Un combat de blonds !
Même la Floride ! même les « latinos » ! Tant pis pour l’indigestion de burritos sur-pimentés.
Les inégalités, le chômage, la misère, le désespoir, la méfiance, le terrorisme, bref, la peur vient d’enfanter un monstre qui, même dans ses rêves les plus fous, n’imaginait pas une seconde arriver à un tel niveau, bien conscient qu’il était de ses lacunes, de ses faiblesses et de ses nombreuses erreurs servies par un tempérament parfaitement déviant, les femmes en parlent mieux que les sondeurs.
Deux constats :
- Les limites de Trump, ses carences, ses vices, son arrogance, sa vanité et son inculture lui ont permis de se libérer des chaînes d’un discours trop convenu et de laisser grande ouverte la boite à fantasmes.
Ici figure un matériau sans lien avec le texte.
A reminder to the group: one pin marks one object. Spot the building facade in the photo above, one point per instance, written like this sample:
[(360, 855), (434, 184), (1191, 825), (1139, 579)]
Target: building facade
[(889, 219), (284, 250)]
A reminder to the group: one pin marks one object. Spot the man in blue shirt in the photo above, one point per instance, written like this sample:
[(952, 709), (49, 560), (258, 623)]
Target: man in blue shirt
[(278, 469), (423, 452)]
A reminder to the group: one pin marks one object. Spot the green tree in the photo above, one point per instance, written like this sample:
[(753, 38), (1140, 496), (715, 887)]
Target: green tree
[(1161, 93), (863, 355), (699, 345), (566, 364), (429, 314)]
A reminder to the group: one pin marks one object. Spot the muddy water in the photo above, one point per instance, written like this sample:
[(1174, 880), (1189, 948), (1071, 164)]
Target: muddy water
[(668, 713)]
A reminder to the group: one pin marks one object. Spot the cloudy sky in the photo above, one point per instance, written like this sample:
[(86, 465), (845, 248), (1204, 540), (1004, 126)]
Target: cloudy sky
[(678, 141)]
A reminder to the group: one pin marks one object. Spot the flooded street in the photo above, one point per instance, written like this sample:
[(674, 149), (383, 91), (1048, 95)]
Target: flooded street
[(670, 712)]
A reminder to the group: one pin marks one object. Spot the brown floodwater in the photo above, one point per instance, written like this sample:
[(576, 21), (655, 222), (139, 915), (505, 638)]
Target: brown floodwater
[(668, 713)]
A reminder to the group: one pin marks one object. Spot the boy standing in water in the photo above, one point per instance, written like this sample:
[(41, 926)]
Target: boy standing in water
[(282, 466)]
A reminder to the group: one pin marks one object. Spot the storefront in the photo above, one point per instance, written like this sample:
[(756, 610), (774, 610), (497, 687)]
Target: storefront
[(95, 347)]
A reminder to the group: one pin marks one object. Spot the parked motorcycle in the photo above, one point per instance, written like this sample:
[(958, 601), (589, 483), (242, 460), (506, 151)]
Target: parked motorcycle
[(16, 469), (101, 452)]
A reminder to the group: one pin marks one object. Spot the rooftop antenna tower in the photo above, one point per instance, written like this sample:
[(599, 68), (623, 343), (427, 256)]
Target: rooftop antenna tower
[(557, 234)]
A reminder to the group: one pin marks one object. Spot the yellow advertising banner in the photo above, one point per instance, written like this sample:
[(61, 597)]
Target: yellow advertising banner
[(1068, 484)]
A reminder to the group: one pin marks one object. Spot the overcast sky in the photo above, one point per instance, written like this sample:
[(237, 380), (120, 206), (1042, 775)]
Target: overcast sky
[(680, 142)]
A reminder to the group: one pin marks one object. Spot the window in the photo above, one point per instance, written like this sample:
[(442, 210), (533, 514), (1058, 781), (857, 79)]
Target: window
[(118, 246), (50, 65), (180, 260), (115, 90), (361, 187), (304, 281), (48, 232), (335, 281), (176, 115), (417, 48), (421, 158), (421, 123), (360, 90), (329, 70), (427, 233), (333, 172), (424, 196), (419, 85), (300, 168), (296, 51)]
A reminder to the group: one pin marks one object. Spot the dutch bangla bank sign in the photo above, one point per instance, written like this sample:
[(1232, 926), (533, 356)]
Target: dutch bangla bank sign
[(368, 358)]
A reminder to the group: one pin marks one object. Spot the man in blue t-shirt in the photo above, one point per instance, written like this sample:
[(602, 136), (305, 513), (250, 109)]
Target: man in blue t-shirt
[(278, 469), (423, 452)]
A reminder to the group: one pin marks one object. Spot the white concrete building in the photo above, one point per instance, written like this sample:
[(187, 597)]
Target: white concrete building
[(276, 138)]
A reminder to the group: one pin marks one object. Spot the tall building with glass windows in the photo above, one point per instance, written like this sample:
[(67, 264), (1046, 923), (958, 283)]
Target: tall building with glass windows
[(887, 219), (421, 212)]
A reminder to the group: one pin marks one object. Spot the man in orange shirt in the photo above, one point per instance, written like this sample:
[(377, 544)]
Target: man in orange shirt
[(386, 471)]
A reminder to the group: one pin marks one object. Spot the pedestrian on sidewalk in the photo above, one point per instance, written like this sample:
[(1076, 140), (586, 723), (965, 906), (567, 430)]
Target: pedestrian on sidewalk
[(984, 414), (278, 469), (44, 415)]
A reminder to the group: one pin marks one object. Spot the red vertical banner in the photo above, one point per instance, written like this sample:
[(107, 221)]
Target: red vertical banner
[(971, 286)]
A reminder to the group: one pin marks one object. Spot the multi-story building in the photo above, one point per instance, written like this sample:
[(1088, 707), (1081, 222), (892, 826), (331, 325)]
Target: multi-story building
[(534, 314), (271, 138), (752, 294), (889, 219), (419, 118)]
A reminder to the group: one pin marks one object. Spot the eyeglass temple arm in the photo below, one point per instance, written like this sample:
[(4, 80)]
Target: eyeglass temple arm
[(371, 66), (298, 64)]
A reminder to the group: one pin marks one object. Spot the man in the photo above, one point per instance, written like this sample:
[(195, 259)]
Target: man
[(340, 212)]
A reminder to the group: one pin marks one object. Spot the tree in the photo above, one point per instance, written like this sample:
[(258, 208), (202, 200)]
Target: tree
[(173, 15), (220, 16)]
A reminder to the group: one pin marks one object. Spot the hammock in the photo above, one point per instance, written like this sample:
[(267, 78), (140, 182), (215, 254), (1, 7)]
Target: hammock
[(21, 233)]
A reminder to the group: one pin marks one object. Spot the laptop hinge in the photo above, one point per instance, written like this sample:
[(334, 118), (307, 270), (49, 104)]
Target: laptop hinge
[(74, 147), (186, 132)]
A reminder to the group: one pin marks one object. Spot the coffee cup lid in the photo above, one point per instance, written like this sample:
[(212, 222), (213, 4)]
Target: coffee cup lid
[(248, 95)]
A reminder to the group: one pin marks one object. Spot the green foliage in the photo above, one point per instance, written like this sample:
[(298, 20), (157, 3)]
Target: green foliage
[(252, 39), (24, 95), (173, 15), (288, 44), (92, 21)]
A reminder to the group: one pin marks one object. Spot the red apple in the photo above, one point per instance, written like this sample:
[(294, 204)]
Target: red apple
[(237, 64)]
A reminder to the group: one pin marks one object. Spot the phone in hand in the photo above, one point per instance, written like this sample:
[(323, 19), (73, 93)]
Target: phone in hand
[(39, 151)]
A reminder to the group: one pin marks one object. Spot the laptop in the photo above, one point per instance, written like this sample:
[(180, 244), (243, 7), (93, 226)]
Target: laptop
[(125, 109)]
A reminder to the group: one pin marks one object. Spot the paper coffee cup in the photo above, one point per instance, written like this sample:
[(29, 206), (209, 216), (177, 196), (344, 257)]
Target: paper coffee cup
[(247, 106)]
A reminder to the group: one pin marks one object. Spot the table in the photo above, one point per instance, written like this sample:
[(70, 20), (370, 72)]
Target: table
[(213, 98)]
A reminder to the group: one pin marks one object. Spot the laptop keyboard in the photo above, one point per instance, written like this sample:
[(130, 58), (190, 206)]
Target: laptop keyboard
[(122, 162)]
Son auditoire s’est reconnu dans ses mots, dans son intonation, dans ses plaisanteries de comptoirs et bon mots d’après-matchs, les femmes, les musulmans, les juifs et les homos sont une source inépuisable de rires gras et résonnants, l’entrejambe qui démange, l’haleine qui dérange.
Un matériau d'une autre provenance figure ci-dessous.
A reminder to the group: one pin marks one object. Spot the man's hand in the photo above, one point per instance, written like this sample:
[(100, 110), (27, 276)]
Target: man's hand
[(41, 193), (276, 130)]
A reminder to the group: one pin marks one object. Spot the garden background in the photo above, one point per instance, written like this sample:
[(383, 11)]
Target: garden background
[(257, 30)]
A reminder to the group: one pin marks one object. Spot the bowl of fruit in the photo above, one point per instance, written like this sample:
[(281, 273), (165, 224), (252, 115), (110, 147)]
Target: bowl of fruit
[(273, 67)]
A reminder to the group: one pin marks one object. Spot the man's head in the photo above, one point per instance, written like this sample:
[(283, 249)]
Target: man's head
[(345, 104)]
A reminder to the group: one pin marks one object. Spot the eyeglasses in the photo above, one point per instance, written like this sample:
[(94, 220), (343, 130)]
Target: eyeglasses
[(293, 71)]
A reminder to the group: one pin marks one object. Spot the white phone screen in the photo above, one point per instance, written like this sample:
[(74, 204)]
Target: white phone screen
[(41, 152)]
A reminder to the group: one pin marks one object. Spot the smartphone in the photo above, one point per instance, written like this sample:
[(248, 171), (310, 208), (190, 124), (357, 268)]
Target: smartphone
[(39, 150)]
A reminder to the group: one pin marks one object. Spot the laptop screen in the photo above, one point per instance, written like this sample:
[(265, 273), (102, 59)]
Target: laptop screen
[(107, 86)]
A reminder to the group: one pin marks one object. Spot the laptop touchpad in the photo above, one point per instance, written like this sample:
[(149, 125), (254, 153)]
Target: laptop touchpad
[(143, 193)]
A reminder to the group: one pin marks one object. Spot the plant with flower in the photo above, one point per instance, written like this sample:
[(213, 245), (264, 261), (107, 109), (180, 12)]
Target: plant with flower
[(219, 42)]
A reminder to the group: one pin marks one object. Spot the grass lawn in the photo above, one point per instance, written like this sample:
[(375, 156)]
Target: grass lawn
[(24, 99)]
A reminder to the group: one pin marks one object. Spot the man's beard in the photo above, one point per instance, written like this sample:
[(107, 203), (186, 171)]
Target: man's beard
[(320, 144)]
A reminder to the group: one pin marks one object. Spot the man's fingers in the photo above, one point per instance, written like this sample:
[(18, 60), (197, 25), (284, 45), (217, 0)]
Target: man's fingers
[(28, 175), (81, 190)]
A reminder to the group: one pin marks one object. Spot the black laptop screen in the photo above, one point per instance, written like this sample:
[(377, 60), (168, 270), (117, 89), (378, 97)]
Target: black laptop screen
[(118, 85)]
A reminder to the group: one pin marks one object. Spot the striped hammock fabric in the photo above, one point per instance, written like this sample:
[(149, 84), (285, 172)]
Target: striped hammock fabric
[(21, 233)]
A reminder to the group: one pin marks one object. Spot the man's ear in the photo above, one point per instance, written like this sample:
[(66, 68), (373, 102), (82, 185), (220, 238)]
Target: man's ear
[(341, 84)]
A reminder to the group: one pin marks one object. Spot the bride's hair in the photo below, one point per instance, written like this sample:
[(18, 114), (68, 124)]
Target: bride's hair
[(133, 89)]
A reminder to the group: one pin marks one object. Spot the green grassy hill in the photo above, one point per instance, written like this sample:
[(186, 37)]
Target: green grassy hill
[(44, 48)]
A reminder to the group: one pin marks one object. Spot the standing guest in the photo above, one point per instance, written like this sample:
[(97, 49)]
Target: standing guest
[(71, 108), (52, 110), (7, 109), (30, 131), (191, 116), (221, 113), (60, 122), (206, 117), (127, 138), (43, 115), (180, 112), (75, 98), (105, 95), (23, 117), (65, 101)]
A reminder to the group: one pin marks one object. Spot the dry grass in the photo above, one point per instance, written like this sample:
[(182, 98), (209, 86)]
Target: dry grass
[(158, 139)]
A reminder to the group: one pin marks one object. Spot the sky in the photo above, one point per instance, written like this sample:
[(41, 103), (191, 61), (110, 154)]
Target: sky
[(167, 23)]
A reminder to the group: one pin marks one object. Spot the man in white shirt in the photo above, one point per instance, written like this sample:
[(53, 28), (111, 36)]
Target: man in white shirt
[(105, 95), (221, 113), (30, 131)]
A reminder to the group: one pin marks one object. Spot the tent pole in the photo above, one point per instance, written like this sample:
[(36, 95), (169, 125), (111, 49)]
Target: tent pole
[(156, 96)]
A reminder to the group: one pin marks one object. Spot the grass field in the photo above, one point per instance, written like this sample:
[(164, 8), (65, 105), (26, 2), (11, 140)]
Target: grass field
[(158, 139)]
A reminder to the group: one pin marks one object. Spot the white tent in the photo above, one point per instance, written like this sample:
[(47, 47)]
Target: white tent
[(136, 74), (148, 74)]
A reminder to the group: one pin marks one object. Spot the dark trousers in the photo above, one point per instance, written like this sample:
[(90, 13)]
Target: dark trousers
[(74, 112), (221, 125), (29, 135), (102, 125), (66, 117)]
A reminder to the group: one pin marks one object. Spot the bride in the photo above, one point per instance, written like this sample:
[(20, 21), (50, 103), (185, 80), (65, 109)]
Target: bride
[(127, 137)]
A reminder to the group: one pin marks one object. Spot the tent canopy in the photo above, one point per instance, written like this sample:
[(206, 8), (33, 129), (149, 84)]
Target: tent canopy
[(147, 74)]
- Les hommes politiques, les experts, les journalistes et les sondeurs ignorent absolument tout ce qui peut concerner les gens auxquels ils croient encore s’adresser, tout ! Le décrochage a laissé place à une véritable rupture, une rupture maintenant consommée.
Ces deux constats sont interdépendants, étroitement liés, pour être élu Trump devait rester Trump, fidèle à lui-même et à sa réputation qui lui servait de légende.
Ses caricatures lui simplifiaient la tâche et lui servaient de discours, loin de le desservir elles renforçaient son image.
Et cela a parfaitement fonctionné.
Hilary Clinton et les millions de dollars de sa famille ajoutés à son extrême froideur ont fait le reste, cette femme n’a rien de séduisant, rien…mais sa défaite est, curieusement, moins intérressante que la victoire de Trump.
Ce paradoxe s'explique par les nombreux enseignements que l'on peut tirer du succès d'un candidat tel que Trump, la victoire de Clinton eut été vide de sens, c'est bien son problème.
Le populisme, puisqu’il s’agit de cela, s’articule autour de cette peur et de cette arrogance, il s’accouple harmonieusement avec toute sorte de médiocrités, la provocation, la vulgarité, la haine, le racisme protéiforme…toujours avec des mots simples, souvent avec des jeux de mots répétés, tous plus creux les uns que les autres.
A tous ceux qui, dans ces colonnes, se demandent encore à qui peut bien ressembler Trump, à la Le Pen ou au Sarkozy je suis tenté de répondre que le populisme c’est Poutine, c’est Erdogan, c’est Hofer en Autriche, c’est Adam Walker en G.B ou Orbàn en Hongrie
Sarkozy et Le Pen, bien sûr, chez nous.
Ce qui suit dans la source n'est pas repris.